Cole's failed attempts to become a priest have finally sent him into early retirement. Cole's hobbies vary, because of his keen intelligence, but he most enjoys playing the banjo, driving his model trains and lately planning trips South to research his distant Native American roots and visit Virginia and Tennessee where he lived for brief periods with his mother as a youth. Claire decides to put off the divorce, take two weeks vacation from her job in New York City ... and accompany her husband south to find out what the fuck is going on. When Claire meets an unusual young man who is an assistant to her husband, whom Cole swears he does not know, Claire isn't sure she wants to know what the fuck is going on. As it turns out, Claire discovers that Cole and his young assistant are on their way to becoming heroes, but not before she experiences the supernatural, otherworldly scare of her life, involving, of all things, the things she hates most in the whole world ... puppets!

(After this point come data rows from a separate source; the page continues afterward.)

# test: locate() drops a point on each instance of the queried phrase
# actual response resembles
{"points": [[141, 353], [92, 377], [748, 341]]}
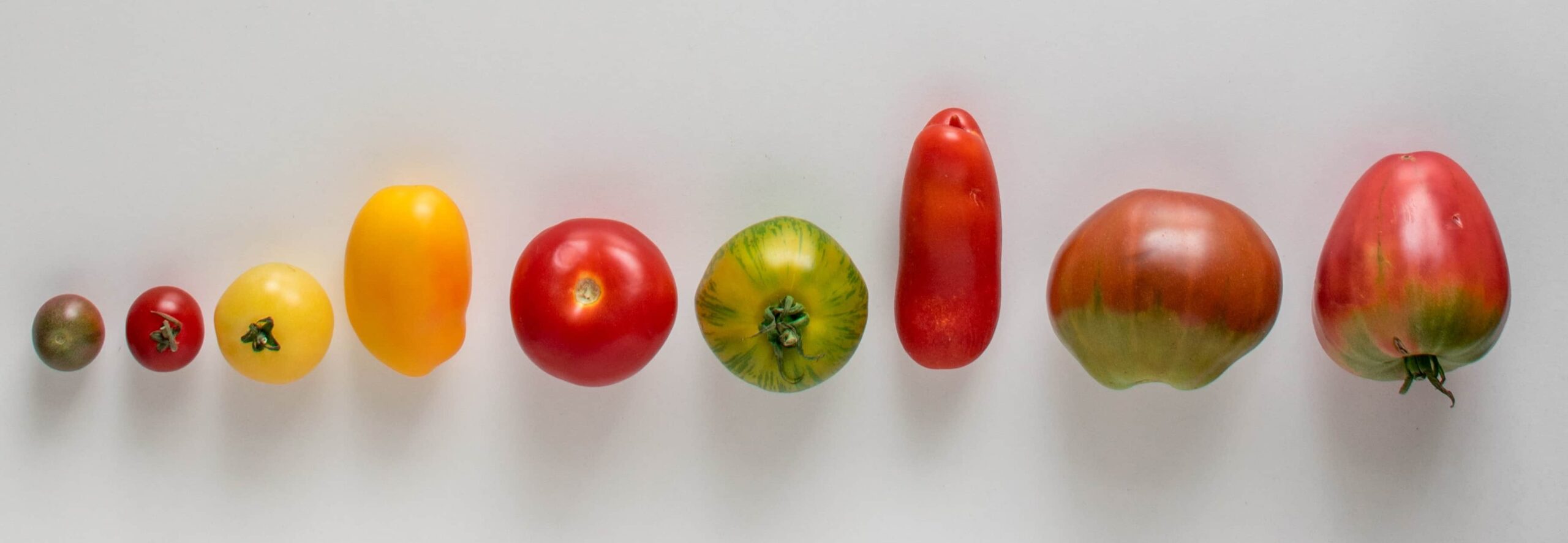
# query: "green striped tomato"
{"points": [[783, 305]]}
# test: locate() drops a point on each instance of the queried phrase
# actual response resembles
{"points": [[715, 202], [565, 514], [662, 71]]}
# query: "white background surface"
{"points": [[187, 142]]}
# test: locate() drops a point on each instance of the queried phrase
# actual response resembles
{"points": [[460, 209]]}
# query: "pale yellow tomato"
{"points": [[273, 324]]}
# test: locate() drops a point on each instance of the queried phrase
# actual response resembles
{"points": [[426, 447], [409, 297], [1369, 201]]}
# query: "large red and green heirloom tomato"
{"points": [[68, 333], [1412, 282], [783, 305], [273, 324], [1164, 286], [592, 300], [949, 245], [165, 329], [407, 279]]}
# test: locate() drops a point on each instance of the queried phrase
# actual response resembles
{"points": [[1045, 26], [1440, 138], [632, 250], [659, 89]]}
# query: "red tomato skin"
{"points": [[141, 322], [949, 291], [612, 338], [1413, 257]]}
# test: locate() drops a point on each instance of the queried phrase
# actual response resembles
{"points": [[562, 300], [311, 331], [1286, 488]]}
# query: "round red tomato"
{"points": [[164, 329], [592, 300]]}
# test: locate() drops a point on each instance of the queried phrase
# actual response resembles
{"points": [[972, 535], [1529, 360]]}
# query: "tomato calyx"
{"points": [[1423, 366], [167, 336], [587, 293], [261, 336], [782, 325]]}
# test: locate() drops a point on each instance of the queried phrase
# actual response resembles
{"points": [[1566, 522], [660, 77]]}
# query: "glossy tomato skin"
{"points": [[273, 324], [68, 333], [165, 329], [592, 300], [1413, 266], [1164, 286], [782, 305], [949, 245], [407, 279]]}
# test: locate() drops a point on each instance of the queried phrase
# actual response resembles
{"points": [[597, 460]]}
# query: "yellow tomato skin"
{"points": [[407, 279], [301, 324]]}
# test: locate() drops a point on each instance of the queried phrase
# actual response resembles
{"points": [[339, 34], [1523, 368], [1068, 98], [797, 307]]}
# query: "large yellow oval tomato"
{"points": [[407, 279], [783, 305], [273, 324]]}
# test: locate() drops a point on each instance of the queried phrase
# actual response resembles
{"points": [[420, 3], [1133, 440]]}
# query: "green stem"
{"points": [[167, 336], [782, 324], [1427, 368], [261, 336]]}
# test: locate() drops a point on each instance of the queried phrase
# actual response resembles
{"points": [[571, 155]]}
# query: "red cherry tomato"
{"points": [[164, 329], [949, 245], [592, 300]]}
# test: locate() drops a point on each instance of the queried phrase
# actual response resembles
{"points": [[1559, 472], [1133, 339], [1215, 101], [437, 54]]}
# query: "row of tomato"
{"points": [[1155, 286]]}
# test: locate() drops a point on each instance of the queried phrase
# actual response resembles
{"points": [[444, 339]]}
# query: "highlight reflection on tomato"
{"points": [[592, 300], [1413, 282], [1164, 286]]}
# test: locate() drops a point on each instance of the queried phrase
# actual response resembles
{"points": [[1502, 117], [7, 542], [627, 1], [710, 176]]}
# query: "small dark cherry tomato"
{"points": [[949, 245], [592, 300], [164, 329], [68, 333]]}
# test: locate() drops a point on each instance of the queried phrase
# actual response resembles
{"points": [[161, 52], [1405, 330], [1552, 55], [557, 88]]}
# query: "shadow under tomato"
{"points": [[54, 394], [562, 433], [264, 426], [1140, 451], [390, 408], [154, 402], [933, 400], [763, 440], [1385, 451]]}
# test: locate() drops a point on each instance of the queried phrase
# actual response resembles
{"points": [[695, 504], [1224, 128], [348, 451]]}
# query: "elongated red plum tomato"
{"points": [[165, 329], [1164, 286], [1412, 283], [592, 300], [949, 245], [68, 333]]}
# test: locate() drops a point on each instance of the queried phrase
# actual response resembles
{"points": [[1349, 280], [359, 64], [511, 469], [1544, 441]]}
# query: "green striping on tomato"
{"points": [[783, 305], [68, 333], [1164, 286], [1413, 282]]}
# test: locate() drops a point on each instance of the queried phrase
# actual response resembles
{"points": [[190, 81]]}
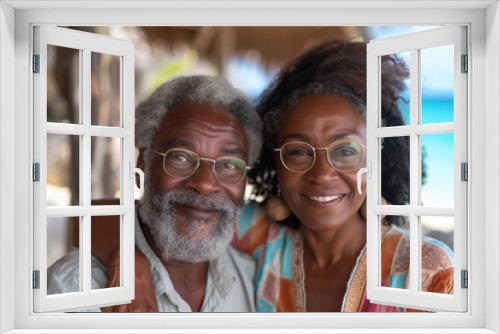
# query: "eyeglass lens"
{"points": [[182, 163], [299, 156]]}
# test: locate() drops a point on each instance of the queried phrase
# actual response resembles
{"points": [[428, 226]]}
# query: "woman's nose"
{"points": [[322, 170]]}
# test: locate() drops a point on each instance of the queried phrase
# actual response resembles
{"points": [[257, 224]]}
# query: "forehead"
{"points": [[322, 115], [201, 120]]}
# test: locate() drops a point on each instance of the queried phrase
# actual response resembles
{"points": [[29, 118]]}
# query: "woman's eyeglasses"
{"points": [[179, 162], [343, 155]]}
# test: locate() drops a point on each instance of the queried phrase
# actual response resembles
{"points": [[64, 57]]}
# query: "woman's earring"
{"points": [[276, 208]]}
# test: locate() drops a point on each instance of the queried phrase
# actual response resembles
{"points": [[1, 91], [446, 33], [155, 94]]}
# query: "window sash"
{"points": [[85, 43], [412, 297]]}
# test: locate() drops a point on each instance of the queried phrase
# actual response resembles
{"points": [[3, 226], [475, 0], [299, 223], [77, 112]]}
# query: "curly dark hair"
{"points": [[336, 68]]}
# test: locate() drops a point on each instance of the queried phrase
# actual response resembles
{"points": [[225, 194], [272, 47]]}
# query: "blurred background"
{"points": [[248, 57]]}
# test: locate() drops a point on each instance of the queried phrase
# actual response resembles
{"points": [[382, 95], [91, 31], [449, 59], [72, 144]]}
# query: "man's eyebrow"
{"points": [[232, 149], [175, 142]]}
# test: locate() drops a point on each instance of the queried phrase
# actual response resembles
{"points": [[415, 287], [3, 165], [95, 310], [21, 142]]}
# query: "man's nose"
{"points": [[203, 179]]}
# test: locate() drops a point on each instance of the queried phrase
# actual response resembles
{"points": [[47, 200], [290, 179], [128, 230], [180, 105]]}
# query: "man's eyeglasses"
{"points": [[179, 162], [343, 155]]}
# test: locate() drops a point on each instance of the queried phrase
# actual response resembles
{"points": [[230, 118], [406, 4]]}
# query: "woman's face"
{"points": [[322, 197]]}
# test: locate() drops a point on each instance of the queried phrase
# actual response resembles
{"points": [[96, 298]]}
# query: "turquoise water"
{"points": [[438, 151]]}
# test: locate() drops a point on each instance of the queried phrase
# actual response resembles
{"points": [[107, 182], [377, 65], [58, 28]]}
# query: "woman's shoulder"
{"points": [[436, 255]]}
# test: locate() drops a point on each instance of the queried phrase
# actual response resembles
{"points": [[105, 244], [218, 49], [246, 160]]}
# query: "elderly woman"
{"points": [[309, 239], [309, 243]]}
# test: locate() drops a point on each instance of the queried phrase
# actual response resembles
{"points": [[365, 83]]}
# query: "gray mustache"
{"points": [[192, 198]]}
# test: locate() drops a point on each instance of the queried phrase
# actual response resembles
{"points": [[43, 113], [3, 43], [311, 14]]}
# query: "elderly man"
{"points": [[196, 136]]}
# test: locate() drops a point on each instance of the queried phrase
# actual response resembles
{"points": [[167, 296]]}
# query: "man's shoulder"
{"points": [[241, 259], [63, 275]]}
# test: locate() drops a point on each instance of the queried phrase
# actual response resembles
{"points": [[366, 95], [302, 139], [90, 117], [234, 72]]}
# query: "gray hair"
{"points": [[197, 89]]}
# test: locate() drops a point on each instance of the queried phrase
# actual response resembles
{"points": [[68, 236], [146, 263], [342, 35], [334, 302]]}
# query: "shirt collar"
{"points": [[220, 280]]}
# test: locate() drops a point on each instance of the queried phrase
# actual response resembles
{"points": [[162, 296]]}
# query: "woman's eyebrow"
{"points": [[343, 134], [232, 149], [300, 136]]}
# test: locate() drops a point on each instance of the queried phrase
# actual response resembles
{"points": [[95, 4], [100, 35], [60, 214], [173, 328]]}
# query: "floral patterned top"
{"points": [[279, 280]]}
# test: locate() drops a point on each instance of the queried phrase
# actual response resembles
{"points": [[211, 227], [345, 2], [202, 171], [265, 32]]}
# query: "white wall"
{"points": [[7, 176]]}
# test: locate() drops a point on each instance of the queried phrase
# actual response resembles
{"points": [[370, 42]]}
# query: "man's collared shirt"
{"points": [[229, 280]]}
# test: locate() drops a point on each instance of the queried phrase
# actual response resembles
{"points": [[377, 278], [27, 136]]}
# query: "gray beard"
{"points": [[158, 213]]}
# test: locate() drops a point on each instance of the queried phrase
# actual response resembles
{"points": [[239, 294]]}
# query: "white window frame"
{"points": [[16, 19], [412, 43], [84, 43]]}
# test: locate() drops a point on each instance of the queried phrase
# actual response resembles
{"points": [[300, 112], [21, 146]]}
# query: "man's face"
{"points": [[199, 207]]}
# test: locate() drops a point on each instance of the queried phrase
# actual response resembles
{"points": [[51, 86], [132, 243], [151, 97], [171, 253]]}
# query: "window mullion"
{"points": [[414, 170], [85, 228]]}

"Aa, they're a distraction don't pay any attention to them," says Cole of the puppets given to him which appear to have come alive.

"Well, fuck yeah they're a distraction," Claire responds, her hands shaking. "Did you marry me to satisfy some weird urge to make people become like you?"

"No, but some pet owners end up looking like their pets."

"We're not talking about happy, playful little frisky puppies, Cole," Claire says on the verge of screaming. "We're talking about pieces of freaking wood and string coming alive! I wouldn't call that a distraction, Cole. That sounds like to me two people sharing a fucking nervous breakdown."

Cole shook his head, holding up his banjo next to his ear and plucking a string. "That's just it, puddin'. They puppets aren't alive."

"I saw one on the toilet this morning," Claire said. "And ... the little freaky bastard waved at me."

"How did he wave without falling in?"

Claire was searching her pocketbook, looking for her pills. "Dr. Matthews told me that I don't have to even help you, though you need it ... if you are freaking me the fuck out. And you know what, bupkiss? I'm hurtling out of control straight for the little window on the Twilight Zone."

"Is bupkiss a Jewish word?" Cole asked, beginning to play.

"It means nothing," Claire said. "And it's Yiddish, you putz. I think."

"If it means nothing, Claire, why are you using the word?" Cole was making a fair stab at "Foggy Mountain Breakdown."

"I going to go be sick, if you don't mind, in your bathroom, maybe all over your bed in the more haunted portion of this charming abode de la hell. But before I do ... tell me why these puppets, which are standing, not sitting, on the toilet and waving are not alive."

"The spirits in Purgatory have them."

"So, we're in Purgatory, here, in this apartment, are we, Cole? Huh, Purgatory? You don't have a number for Ghostbusters or Exorcists R Us or anything like that? Why are you not freaking out, Cole? What do you know that I don't know?"

"Shit, Claire," Cole said blowing his nose on a shirt tail. "I've been seeing this kind of thing all my life."

"You're not only a flake," said Claire, heading out the door, "You're a gold-plated one, with Flake engraved on it, with diamond studs."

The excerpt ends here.